Foundation models pretrained on electronic health records (EHR) have demonstrated zero-shot clinical prediction capabilities by generating synthetic patient futures and aggregating statistics over sampled trajectories. However, this autoregressive inference procedure is computationally expensive, statistically noisy, and not natively promptable because users cannot directly condition predictions on specific clinical questions. In this preliminary work, we introduce EveryQuery, an EHR foundation model that achieves zero-shot inference through task-conditioned pre-training. Rather than generating future events, EveryQuery takes as input a patient's history and a structured query specifying a clinical task, and directly estimates the likelihood of the outcome occurring in the future window via a single forward pass. EveryQuery realizes this capability by pre-training over randomly sampled combinations of query tasks and patient contexts, directly training the model to produce correct answers to arbitrary input prompts. This enables zero-shot prediction for any task in the query space without finetuning, linear probing, or trajectory generation. On MIMIC-IV, EveryQuery outperforms an autoregressive baseline on 82% of 39 randomly sampled prediction tasks, with a mean AUC improvement of +0.16 (95% CI: [0.10,0.22]). This advantage remains consistent on tasks that were explicitly held out from the pre-training distribution. Further, EveryQuery's performance gains are most pronounced for rare clinical events, affirming and demonstrating a solution to the fundamental limitation of autoregressive inference for low-prevalence outcomes. However, at present, EveryQuery underperforms on tasks requiring disjunctive reasoning over multiple codes, such as 30-day readmission, exposing a concrete expressiveness limitation of the current query language.
Paper Structure (46 sections, 3 equations, 3 figures, 3 tables)
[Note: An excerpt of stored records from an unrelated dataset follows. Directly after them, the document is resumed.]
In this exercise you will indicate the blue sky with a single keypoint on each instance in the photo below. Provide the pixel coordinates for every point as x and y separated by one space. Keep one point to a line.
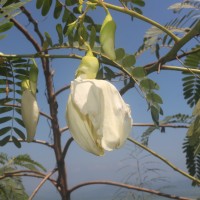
83 166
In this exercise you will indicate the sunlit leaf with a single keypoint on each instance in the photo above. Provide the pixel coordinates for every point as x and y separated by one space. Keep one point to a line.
92 37
128 61
16 142
4 119
46 7
154 98
48 39
148 84
39 3
19 133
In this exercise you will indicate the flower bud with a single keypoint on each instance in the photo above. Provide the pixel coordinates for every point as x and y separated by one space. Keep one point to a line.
33 76
107 36
88 67
97 116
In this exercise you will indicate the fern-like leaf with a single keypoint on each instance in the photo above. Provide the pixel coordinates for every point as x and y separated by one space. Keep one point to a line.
191 82
174 119
192 160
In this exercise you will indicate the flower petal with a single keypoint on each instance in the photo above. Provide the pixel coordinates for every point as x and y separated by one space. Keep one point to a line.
108 113
82 129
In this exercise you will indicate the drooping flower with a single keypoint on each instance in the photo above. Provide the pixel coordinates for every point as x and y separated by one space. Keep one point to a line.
97 116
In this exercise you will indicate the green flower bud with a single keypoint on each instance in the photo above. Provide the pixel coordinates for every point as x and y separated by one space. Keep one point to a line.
88 67
107 36
25 84
33 76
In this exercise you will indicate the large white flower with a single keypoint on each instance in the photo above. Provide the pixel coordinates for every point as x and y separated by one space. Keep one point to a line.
97 116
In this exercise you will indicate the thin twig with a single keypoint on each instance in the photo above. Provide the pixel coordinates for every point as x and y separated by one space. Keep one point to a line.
28 173
17 106
67 147
35 141
61 90
164 160
34 22
160 125
26 34
64 129
128 187
41 183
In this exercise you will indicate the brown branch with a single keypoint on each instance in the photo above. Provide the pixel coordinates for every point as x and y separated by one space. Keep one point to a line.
62 89
34 22
41 183
53 106
130 85
31 173
64 129
26 34
128 187
160 125
67 147
35 141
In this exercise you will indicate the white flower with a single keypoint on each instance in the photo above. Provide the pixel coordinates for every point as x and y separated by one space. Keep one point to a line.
30 113
97 116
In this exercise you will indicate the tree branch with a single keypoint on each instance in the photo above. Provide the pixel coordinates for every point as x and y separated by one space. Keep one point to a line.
26 34
174 50
34 22
41 183
35 141
160 125
67 147
128 187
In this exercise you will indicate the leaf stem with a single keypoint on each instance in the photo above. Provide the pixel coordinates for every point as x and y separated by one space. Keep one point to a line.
139 16
164 160
133 187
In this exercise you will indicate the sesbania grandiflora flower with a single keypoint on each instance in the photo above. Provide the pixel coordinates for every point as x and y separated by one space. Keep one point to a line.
88 67
97 116
29 106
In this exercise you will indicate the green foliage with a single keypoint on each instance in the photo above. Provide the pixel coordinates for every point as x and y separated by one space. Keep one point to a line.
12 73
8 10
180 119
155 38
191 82
134 5
192 160
193 132
11 186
This paper contains 46 sections, 3 equations, 3 figures, 3 tables.

Figures (3)

  • Figure 1: Overview of EveryQuery. Autoregressive EHR models (a) learn $p(x)$ and achieve zero-shot inference by generating many synthetic futures and aggregating statistics; this yields quantized, high-variance estimates which is especially problematic for rare events. EveryQuery (b) learns $p(y \mid x, q)$ directly: it conditions on a structured task query $q = (c, \Delta t)$ alongside the patient's history, producing a prediction via a single deterministic forward pass.
  • Figure 2: EveryQuery advantage vs. event prevalence. Each point represents a randomly sampled prediction task, colored by EveryQuery AUC; circles denote in-distribution tasks, crosses denote out-of-distribution (held-out code) tasks. The negative correlation between AUC difference and prevalence ($\rho = -0.32$, $p = 0.048$) is driven almost entirely by the AR model: AR AUC is strongly tied to prevalence ($\rho = 0.64$, $p < 10^{-4}$) while EQ AUC is not ($\rho = 0.18$, $p = 0.28$).
  • Figure 3: EveryQuery embeddings are organized by query, not by patient. (a) UMAP shows that the query is the dominant organizing axis of the representation space. (b) Cosine similarity confirms that sharing a query matters more than sharing a patient.